# Elan Snowboard Factory files for bankruptcy



## P3 Mammoth (Dec 3, 2011)

Definately going to have to keep an eye on this situation. This factory produces quite a few brands and owns most of the technology these brands claim as their own. 

Elan Snowboard Factory Files For Bankruptcy | TransWorld Business

Arbor, Rome, Capita, Battaleon, Lobster, Artec, Dinosaurs Will Die... and a few more are all made by these guys.


----------



## BurtonAvenger (Aug 14, 2007)

So nice of TWBiz to finally figure out this story I posted late last week.


----------



## bseracka (Nov 14, 2011)

Wonder if this will send Jones back to Nidecker?


----------



## BurtonAvenger (Aug 14, 2007)

Jones is at GST same as Yes. The Nidecker factory has been sold and is only doing small OEM stuff but nothing substantial.


----------



## P3 Mammoth (Dec 3, 2011)

Just heard from our Rome connection that they had anticipated this and moved their molds to GST a few months ago.


----------



## danm (Jan 16, 2010)

I guess it's just better to build them yourselves??? (Mervin, NS, Smokin, Prior...) you get the idea...

danm


----------



## scotty100 (Apr 3, 2012)

bseracka said:


> Wonder if this will send Jones back to Nidecker?

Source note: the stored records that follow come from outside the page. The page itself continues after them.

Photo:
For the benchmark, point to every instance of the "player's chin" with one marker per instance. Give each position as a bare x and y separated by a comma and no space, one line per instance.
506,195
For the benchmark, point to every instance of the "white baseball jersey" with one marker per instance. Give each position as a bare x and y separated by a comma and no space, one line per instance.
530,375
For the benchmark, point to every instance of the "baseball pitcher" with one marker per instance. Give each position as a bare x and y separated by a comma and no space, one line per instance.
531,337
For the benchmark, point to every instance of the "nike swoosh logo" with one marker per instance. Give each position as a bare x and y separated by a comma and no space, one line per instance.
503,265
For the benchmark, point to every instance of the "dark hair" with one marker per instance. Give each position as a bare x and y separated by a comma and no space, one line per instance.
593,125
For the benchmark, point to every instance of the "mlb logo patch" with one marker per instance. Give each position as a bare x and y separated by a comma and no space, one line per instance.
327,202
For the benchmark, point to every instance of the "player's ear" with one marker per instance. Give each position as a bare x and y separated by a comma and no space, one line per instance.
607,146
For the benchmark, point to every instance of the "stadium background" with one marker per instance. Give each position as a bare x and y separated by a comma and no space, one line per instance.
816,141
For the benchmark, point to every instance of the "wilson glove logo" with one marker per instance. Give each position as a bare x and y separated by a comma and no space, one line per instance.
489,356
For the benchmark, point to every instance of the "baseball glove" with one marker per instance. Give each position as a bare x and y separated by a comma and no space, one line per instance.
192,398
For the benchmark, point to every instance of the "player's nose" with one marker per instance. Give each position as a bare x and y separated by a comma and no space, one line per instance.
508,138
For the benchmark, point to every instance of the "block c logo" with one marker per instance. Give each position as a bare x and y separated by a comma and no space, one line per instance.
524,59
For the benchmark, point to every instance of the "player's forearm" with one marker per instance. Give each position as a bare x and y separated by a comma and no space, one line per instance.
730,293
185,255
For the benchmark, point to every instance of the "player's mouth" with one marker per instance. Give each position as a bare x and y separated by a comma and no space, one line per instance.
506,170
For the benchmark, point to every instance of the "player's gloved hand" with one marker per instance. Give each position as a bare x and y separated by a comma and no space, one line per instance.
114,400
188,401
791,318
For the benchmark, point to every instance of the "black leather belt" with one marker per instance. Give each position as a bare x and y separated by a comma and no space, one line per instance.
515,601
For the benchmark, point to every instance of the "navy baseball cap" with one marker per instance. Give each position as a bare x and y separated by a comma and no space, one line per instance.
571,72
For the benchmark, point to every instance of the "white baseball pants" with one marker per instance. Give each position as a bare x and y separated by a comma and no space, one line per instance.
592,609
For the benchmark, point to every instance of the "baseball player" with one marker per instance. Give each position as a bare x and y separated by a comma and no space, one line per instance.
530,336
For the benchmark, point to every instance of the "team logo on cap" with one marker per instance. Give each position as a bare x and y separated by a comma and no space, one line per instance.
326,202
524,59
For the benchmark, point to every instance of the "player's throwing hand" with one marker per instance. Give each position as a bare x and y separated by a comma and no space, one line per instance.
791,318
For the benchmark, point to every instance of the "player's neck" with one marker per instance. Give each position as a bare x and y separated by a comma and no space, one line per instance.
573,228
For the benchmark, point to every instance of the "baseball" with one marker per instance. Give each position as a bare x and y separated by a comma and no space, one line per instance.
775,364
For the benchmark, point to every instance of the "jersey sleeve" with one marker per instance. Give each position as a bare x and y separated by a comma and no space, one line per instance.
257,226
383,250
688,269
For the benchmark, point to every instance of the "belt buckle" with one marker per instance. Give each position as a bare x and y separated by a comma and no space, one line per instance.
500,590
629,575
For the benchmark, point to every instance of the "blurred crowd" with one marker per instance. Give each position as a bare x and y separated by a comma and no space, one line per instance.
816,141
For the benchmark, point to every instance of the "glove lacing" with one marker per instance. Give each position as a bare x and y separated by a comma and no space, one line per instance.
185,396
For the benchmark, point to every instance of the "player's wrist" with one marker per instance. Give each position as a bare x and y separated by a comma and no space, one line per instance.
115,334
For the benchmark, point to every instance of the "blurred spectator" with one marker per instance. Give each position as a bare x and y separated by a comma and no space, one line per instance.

Jones and yes are still Nidecker brands essentially, right? Even though manufactured by GST?


----------



## Extremo (Nov 6, 2008)

I thought Capita, Jones, Rome, and Bataleon/Lobster were already GST manufactured boards? We're GST and Elan both doing molds for the same companies?


----------



## BurtonAvenger (Aug 14, 2007)

No GST was not making their boards. Sure sign of that is no Structurn. 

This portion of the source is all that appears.